I’ll illustrate it with an example from a side I disagree with. I am reluctantly pro-choice but have sympathies for the pro-life view. However, not a week goes by when my Twitter and Facebook feeds don’t fill up with something like this from Mary Sue McClurkin in defense of an extremely restrictive abortion bill:
“When a physician removes a child from a woman, that is the largest organ in a body,” McClurkin said in an interview Thursday. “That’s a big thing. That’s a big surgery. You don’t have any other organs in your body that are bigger than that.”
Or this, which might be satire, where a woman segues from complaining about deer crossing signs to abortion.

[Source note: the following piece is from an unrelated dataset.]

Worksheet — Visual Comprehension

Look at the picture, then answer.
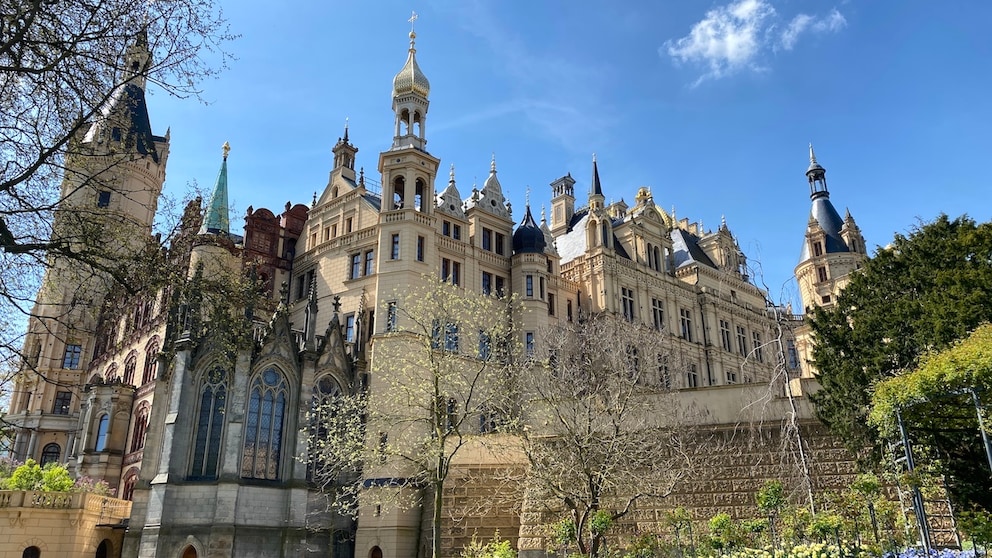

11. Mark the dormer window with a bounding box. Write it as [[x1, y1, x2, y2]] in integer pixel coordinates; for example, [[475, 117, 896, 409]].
[[813, 241, 823, 257]]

Every time one of these quotes comes up, it results in a several-day shitstorm about how the real agenda of the Pro-Life movement has been revealed. And not just them. The real agenda of the Republican Party, the conservative movement, the Tea Party, Fox News, Mitt Romney, Rush Limbaugh, Sarah Palin and Holy Fuck, They’re All In On It!! It’s bullshit, of course. Even the Pro Life movement is not monolithic in their views and support for legislation.
Little Green Footballs, in particular, has been one of the worst at this, frequently posting long pulls from unregistered unmoderated forums to “prove” how racist all of Obama’s opponents are. But what percentage of Obama’s opponents post racist comments over at Breitbart? Even if you have a hundred trolls, that’s less than one in every million Obama opponents.
This is simply an extension of the ad hominem attack that is used to dismiss arguments people don’t want to engage. This is especially true when the issues are difficult and the solutions are murky: global warming (“They’re socialists!”), race (“They’re racists!”), poverty (“And they’re sexist, too!”), abortion (“War on women!”). And with 300 million people and tens of thousands of prattling elected officials, you can be guaranteed of finding someone — usually many someones — who match the caricature.
(This occasionally blows up, when someone inadvertently posts an Onion article or similar satire as though it were serious. This happened yesterday with claims that Lamar Smith wanted hearings on whether meteors were real. I skeptically RT’d the link before remembering that Smith had specifically called for heavier investment in asteroid defense.)
Here’s how I tell if some piece of stupidity is worth responding to. If it has been brought to my attention my people who think it’s brilliant, I’ll attack it (as I did with the Mother Jones piece below). If it’s been brought to my attention by critics, I might respond if it’s particularly hilariously stupid. Otherwise, meh. I’m really not terribly interested in what some student writer at UCLA or some obscure Mississippi legislator or Maxine Waters has to say. I’ll comment on it for comedic value because I think stupidity is funny, especially in people who think they are brilliant and wise. But in the arena of ideas, wouldn’t people much rather engage someone like Ezra Klein or Matt Yglesias or the President himself? Isn’t it better to punch way above your weight class than way below it?